TurkHackTeam
- Formation: 2002
- Founder: Arsenik
- Type: Kemalist hacktivist group
- Official language: Turkish
- Website: https://www.turkhackteam.org/

= TurkHackTeam =

Turkish nationalist hacker group

TurkHackTeam is a Turkish nationalist hacker group founded in 2002. Ideologically they are Kemalists and define themselves as the "Turkish Cyber Army".

They state that their goal is to fight against all kinds of cyber threats against Turkey. They have appeared on news headlines on many international news portals.

== History ==
The group claimed responsibility for the hacking of the pro-Kurdish Democratic Society Party's website in 2008.

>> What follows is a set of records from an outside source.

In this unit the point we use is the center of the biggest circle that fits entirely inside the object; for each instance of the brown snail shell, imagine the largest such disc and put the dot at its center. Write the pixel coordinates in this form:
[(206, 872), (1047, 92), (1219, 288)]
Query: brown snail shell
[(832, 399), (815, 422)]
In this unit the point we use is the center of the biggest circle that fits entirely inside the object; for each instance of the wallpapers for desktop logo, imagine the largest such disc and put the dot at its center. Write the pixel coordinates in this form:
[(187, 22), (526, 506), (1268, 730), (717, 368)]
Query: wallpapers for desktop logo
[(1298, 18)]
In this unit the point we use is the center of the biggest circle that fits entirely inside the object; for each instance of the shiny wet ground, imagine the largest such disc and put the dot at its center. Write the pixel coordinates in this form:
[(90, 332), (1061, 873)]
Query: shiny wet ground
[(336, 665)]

TurkHackTeam went on a spree of attacking Iranian and Russian websites in 2016 amid the Syrian civil war. During rising tensions in the Nagorno-Karabakh conflict, they participated in cyberwarfare against Armenian hackers. In 2017, for unknown reasons, they hacked the official website of the UK Police. In March 2017, during a brief period of tensions between the Netherlands and Turkey, the TurkHackTeam launched their "Netherlands Operation" where they hacked and defaced over 250 Dutch websites in less than a month.

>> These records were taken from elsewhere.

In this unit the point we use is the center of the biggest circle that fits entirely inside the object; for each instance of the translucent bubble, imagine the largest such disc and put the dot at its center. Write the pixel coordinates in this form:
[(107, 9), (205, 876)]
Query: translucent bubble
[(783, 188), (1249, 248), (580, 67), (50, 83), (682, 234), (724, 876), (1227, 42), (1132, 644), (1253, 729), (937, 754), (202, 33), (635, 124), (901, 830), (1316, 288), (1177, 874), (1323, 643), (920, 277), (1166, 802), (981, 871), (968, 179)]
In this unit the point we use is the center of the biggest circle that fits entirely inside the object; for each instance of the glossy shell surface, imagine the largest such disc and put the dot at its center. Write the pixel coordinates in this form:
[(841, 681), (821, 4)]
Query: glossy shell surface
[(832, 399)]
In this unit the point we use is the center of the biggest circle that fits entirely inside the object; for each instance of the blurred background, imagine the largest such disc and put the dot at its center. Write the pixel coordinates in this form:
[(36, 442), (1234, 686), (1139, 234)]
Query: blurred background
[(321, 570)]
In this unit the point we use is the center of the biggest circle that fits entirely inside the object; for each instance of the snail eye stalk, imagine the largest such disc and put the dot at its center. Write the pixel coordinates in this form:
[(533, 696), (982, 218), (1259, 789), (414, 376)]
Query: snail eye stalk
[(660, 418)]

They also hacked Star Alliance. TurkHackTeam is also a platform that prepares social projects. The first of the projects was to send morale letters to the soldiers and police after the 2016 Turkish coup attempt. In the same year, they distributed food in Africa through an association. Later, some group members gathered on 10 November and went to visit Anıtkabir, the mausoleum of Mustafa Kemal Atatürk. In 2017, the group, which collected books from its members, donated these books to secondary and high schools, and created libraries.

At the beginning of February 2024, the hacker group claimed responsibility for the attack on La Poste and Crédit Agricole. According to the first elements this is a Denial-of-service attack. They also stood out in 2023 for hacking the ANSSI Telegram page.